We are blogging on “Non-competes, Trade Secrets, Fiduciary Duties, and the Inevitable Disclosure Doctrine.” Mark Oberti has prepared a detailed paper on all of these issues, which can be found here.
A few other cases bear noting with respect to the issue of whether Texas courts have adopted the inevitable disclosure doctrine:
In Conley v. DSC Communications Corp., No. 05-98-01051-CV, 1999 WL 89955, at *3 (Tex. App.–Dallas Feb. 24, 1999, no pet.) (not designated for publication) the Dallas Court of Appeals adopted what might be viewed as a modified version of the inevitable disclosure doctrine, holding that enjoining an employee from using an employer’s confidential information is appropriate when it is probable that the former employee will use the confidential information for his benefit (or his new employer’s benefit) or to the detriment of his former employer. Conley, 1999 WL 89955, at *4 (emphasis in original); see also Rugen, 864 S.W.2d at 552 (“Rugen is in possession of IBS’s confidential information and is in a position to use it. Under these circumstances, it is probable that Rugen will use the information for her benefit and to the detriment of IBS.”); Williams, 704 S.W.2d at 471 (applying doctrine, but not by name). The court also rejected the notion that the new employer’s alleged efforts to protect against the disclosure or use of the ex-employer’s trade secrets defeated the ex-employer’s right to an injunction. As the court stated, “[w]e reject Conley’s suggested factor of the new employer’s efforts to protect the trade secrets of the former employer. At best, relying on the new employer to protect the trade secrets of the former employer when those trade secrets could work to the new employer’s advantage is little better than asking the fox to guard the henhouse. The richer the henhouse, the less wise it is to trust even the most responsible and reliable of foxes.” Id. at *6. Likewise, the court held that an injunction was proper notwithstanding the lack of proof of misconduct against the ex-employee, and the fact that there was no non-competition agreement.
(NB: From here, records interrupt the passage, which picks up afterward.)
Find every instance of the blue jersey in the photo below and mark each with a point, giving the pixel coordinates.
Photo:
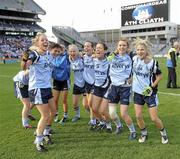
(88, 73)
(101, 68)
(21, 77)
(61, 67)
(120, 69)
(77, 66)
(143, 74)
(40, 72)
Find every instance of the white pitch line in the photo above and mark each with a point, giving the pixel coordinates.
(173, 94)
(5, 76)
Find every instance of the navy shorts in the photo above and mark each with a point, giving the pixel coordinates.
(60, 85)
(20, 90)
(118, 94)
(78, 90)
(100, 92)
(151, 101)
(88, 88)
(40, 95)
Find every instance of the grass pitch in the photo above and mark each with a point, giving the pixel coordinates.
(74, 140)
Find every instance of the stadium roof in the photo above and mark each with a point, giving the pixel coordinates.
(28, 6)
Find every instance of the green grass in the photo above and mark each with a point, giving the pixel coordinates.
(75, 141)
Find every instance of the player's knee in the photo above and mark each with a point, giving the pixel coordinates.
(139, 117)
(154, 118)
(112, 113)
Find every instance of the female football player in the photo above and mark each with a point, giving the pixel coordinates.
(146, 76)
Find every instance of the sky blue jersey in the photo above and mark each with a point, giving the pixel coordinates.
(88, 73)
(101, 68)
(120, 69)
(61, 67)
(143, 74)
(77, 66)
(21, 77)
(40, 72)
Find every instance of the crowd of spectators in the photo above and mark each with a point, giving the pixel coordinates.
(12, 46)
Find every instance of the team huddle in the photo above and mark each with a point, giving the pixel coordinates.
(104, 81)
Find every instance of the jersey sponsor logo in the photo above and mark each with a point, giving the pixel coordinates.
(120, 65)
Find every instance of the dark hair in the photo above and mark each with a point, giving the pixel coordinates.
(92, 44)
(104, 45)
(54, 45)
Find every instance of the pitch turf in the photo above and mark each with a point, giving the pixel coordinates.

In Rugen, 864 S.W.2d at 552, the court held that it was not an abuse of discretion to enter a temporary injunction against a former employee, a sales account manager, prohibiting the employee from using any confidential information obtained from her former employer to solicit or transact business with the employer’s consultants or customers, where the evidence indicated that the employee possessed confidential information of the employer and operated a firm in direct competition with employer, so it was “probable” that she would use the confidential information. The employee worked as an account manager for a personnel company providing computer consulting and contracting services. She left the former employer and started her own firm in the same business. The former employer sought an injunction against the employee to enforce a noncompetition agreement she had signed, and to prevent her from using confidential information she had gained while working for the former employer. The trial court determined that the noncompetition agreement was unenforceable, but enjoined the employee from calling on, soliciting, or transacting business with consultants employed or retained by the former employer or customers of the former employer, and from using confidential business information, methods, and trade secrets that she learned while employed by the former employer. The court recognized that an injunction was appropriate when necessary to prohibit an employee from using confidential information to solicit the former employer’s clients. The employee argued that the injunction should not have been granted because the evidence did not show that she had wrongfully used and would continue to so use any confidential information. However, the court found evidence indicating that the employee possessed confidential information of the former employer and operated a firm in direct competition with the former employer. She was in possession of the former employer’s confidential information and was in a position to use it. Under these circumstances, the court found it probable that the employee would use the information for her benefit and to the detriment of the former employer. The court noted that at times, an injunction was the only effective relief that an employer had when a former employee possessed confidential information, and it did not believe that the trial court abused its discretion by granting the temporary injunction.